Prior to filmmaker Jen Senko's documentary The Brainwashing of My Dad, her father Frank Senko, as befits the film's charming old home movie footage, used to be a fairly apolitical but liberal, affable chap - at best a Kennedy Democrat. But at some point in the 1980s, in a Republican age that acquiesced in the "Reagan Democrat" years of pulling the masses from left to right and putting an end to the FCC's Fairness Doctrine policy, Frank changed. Re-schooled by right-wing Talk Radio during his car commute and Fox News in the comfort of his own home, Frank began to rail against the left, gay people, black people, Hispanics and feminism. The mounting red mist extended in later years to maledictive email rants to increasingly frustrated family members.

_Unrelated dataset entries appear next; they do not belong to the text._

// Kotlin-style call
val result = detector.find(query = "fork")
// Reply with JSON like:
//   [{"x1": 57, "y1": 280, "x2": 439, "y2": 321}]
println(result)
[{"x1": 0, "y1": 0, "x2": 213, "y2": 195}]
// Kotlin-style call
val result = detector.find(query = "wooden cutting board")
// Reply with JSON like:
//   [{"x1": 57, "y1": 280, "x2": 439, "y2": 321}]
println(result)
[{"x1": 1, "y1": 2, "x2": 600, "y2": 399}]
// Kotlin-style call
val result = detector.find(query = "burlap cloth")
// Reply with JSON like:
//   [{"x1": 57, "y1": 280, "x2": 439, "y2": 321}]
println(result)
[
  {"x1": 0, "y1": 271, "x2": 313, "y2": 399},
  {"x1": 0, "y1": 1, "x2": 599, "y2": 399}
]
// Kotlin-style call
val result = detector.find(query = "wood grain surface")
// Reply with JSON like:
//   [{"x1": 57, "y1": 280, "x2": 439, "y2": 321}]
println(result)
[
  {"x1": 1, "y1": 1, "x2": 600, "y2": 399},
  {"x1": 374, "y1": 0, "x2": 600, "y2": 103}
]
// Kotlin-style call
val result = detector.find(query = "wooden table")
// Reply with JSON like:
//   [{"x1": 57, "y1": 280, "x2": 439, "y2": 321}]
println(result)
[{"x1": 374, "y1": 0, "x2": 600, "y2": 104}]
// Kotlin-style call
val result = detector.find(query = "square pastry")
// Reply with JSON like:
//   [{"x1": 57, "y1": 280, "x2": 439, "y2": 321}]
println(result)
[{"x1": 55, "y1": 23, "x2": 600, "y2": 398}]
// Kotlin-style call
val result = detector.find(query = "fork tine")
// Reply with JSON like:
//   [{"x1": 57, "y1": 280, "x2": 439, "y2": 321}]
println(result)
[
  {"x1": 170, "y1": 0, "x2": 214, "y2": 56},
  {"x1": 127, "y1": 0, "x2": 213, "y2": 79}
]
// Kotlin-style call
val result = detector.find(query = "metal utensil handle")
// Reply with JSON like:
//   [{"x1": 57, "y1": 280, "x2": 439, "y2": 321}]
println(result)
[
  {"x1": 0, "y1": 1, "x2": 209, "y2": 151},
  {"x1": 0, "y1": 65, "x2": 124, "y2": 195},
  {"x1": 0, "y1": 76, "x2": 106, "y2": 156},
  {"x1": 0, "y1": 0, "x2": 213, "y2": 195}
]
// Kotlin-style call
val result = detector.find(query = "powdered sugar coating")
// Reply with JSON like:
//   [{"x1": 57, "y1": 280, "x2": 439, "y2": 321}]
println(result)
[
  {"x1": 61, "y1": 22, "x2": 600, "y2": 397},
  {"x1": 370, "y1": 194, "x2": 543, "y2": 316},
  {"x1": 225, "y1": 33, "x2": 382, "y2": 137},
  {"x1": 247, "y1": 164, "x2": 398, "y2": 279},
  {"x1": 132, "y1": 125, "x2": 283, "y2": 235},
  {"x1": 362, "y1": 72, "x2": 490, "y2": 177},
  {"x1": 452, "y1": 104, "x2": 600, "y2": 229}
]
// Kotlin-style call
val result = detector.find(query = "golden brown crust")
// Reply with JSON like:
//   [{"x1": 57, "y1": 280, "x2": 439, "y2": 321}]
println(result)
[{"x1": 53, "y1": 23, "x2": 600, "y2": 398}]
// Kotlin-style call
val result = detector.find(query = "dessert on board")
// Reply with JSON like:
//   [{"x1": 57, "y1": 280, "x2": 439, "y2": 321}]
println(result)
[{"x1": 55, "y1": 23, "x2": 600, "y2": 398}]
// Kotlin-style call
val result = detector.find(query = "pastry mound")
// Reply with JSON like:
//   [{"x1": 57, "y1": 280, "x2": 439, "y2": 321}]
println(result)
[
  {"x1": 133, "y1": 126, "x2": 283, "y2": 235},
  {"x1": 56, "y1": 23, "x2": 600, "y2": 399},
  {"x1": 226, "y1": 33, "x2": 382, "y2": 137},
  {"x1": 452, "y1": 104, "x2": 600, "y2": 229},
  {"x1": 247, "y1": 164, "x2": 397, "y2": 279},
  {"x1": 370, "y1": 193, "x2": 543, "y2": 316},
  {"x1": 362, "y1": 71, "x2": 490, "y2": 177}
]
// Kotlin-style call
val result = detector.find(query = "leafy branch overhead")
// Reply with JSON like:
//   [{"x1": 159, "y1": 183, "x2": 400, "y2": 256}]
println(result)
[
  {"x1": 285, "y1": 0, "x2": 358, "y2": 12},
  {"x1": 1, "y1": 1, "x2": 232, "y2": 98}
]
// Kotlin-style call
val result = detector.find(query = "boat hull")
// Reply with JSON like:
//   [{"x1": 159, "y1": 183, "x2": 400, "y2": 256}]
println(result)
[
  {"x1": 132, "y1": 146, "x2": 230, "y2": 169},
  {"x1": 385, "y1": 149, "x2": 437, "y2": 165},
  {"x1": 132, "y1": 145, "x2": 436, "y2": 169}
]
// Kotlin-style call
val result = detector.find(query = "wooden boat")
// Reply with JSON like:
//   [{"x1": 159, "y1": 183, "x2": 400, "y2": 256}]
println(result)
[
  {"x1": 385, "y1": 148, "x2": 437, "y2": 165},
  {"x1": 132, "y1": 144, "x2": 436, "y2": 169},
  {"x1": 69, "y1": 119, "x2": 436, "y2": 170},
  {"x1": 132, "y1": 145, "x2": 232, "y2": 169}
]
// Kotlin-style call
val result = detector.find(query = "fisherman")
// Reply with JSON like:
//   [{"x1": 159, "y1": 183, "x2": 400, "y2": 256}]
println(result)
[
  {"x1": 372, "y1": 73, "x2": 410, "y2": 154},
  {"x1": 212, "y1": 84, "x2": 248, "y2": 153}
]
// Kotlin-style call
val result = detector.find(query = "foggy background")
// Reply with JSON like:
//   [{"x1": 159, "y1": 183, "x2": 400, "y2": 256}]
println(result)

Using her father as a case study, Jen Senko decided to make a documentary that examines what Hillary Clinton once famously described as a "vast right-wing conspiracy". As a direct result of her kickstarter fundraising effort, identical cases of devolving, "brainwashed" dads, privy to the same influences and behavioral traits as Frank, were brought to her by a flood of distressed kin. Through the deluge came added material and definable reasons for a generation of altered, aging, pride-injured right-wing white men.

Brought to life by Bill Plympton's patchwork of buoyant, imaginative animation that is in some places delightfully puerile, The Brainwashing of My Dad is otherwise divided up into stock footage story enhancers, co-producer Matthew Modine's narration and Senko's interviews. Among the expert interviewees are cognitive linguist George Lakoff, Media Matters for America founder David Brock and polymath Noam Chomsky, each of whom reveal key points in the growth of conservatism and Fox News, including the national 1960s/70s fear of the Radical Left, the rise of the Nixon TV groomer, soundbite pioneer, propagandist and Fox News CEO Roger Ailes, the Lewis Powell Memo, the Telecommunications Reform Act, a multitude of think tanks and last but not least, "feminazi" spewing Rush Limbaugh and his Dittoheads.

The falsities of Fox News aren't so surprising, but the close analysis of its very systematic and ruthlessly driven development is gripping. Those on the right might label The Brainwashing of My Dad a "vast left-wing conspiracy". Elsewhere, Jen Senko's film presents a wholly credible take on the modern media turning our minds into mush.